S3 Write API#

Sanhe

Apr 20, 2023

15 min read

What is S3 Write API?#

AWS offers many S3 Write APIs for put, copy, delete objects, and more. Since write APIs can cause irreversible impacts, it’s important to ensure that you understand the behavior of the API before using it. In this section, we will learn how to use these APIs.

Simple Text / Bytes Read and Write#

[2]:
from s3pathlib import S3Path

s3path = S3Path("s3://s3pathlib/file.txt")
s3path
[2]:
S3Path('s3://s3pathlib/file.txt')
[3]:
s3path.write_text("Hello Alice!")
s3path.read_text()
[3]:
'Hello Alice!'
[4]:
s3path.write_bytes(b"Hello Bob!")
s3path.read_bytes()
[4]:
b'Hello Bob!'

Note that the s3path.write_bytes() or s3path.write_text() will overwrite the existing file silently. They don’t raise an error if the file already exists. If you want to avoid overwrite, you can check the existence of the file before writing.

[5]:
if s3path.exists() is False:
    s3path.write_text("Hello Alice!")

The s3path.write_bytes() and s3path.write_text() will return a new object representing the object you just put. This is because on a versioning enabled bucket, the put_object API will create a new version of the object. So the s3path.write_bytes() and s3path.write_text() should return the new version of the object.

[6]:
# in regular bucket, there's no versioning
s3path_new = s3path.write_text("Hello Alice!")
print(s3path_new == s3path)
print(s3path_new is s3path)
True
False
[7]:
# in versioning enabled bucket, write_text() will create a new version
s3path = S3Path("s3://s3pathlib-versioning-enabled/file.txt")
s3path_v1 = s3path.write_text("v1")
s3path_v2 = s3path.write_text("v2")
[8]:
s3path_v1.read_text(version_id=s3path_v1.version_id)
[8]:
'v1'
[9]:
s3path_v2.read_text(version_id=s3path_v2.version_id)
[9]:
'v2'
[10]:
print(f"v1 = {s3path_v1.version_id}")
print(f"v2 = {s3path_v2.version_id}")
v1 = FpAUGgRibznqKGqCcHUc_c_95Hn7ZaJE
v2 = a8tyUUnxHJFt2J3LhEARHrMsOnSYqiSN

File-like object IO#

File Object is an object exposing a file-oriented API (with methods such as read() or write()) to an underlying resource.
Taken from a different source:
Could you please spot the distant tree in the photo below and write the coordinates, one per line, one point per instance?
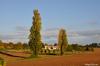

Depending on the way it was created, a file object can mediate access to a real on-disk file or to another type of storage or communication device (for example standard input/output, in-memory buffers, sockets, pipes, etc.). File objects are also called file-like objects or streams.

Note

Special Thanks to smart_open. S3Path.open is just a wrapper around smart_open.

Tip

S3Path.open also support version_id parameter.

JSON#

[11]:
import json

s3path = S3Path("s3://s3pathlib/data.json")

# write to s3
with s3path.open(mode="w") as f:
    json.dump({"name": "Alice"}, f)
[12]:
# read from s3
with s3path.open(mode="r") as f:
    print(json.load(f))
{'name': 'Alice'}

YAML#

[13]:
import yaml

s3path = S3Path("s3://s3pathlib/config.yml")

# write to s3
with s3path.open(mode="w") as f:
    yaml.dump({"name": "Alice"}, f)
[14]:
# read from s3
with s3path.open(mode="r") as f:
    print(yaml.load(f, Loader=yaml.SafeLoader))
{'name': 'Alice'}

Pandas#

[15]:
import pandas as pd

s3path = S3Path("s3://s3pathlib/data.csv")

df = pd.DataFrame(
    [
        (1, "Alice"),
        (2, "Bob"),
    ],
    columns=["id", "name"]
)

# write to s3
with s3path.open(mode="w") as f:
    df.to_csv(f, index=False)
[16]:
# read from s3
with s3path.open(mode="r") as f:
    df = pd.read_csv(f)
    print(df)
   id   name
0   1  Alice
1   2    Bob

Polars#

[17]:
import polars as pl

s3path = S3Path("s3://s3pathlib/data.parquet")

df = pl.DataFrame(
    [
        (1, "Alice"),
        (2, "Bob"),
    ],
    schema=["id", "name"]
)

# write to s3
with s3path.open(mode="wb") as f:
    df.write_parquet(f)
[18]:
# read from s3
with s3path.open(mode="rb") as f:
    df = pl.read_parquet(f)
    print(df)
shape: (2, 2)
┌─────┬───────┐
│ id  ┆ name  │
│ --- ┆ ---   │
│ i64 ┆ str   │
╞═════╪═══════╡
│ 1   ┆ Alice │
│ 2   ┆ Bob   │
└─────┴───────┘

Tagging and Metadata#

Object Tag is a key-value that can help categorize storage. Tag is mutable so you can update it anytime.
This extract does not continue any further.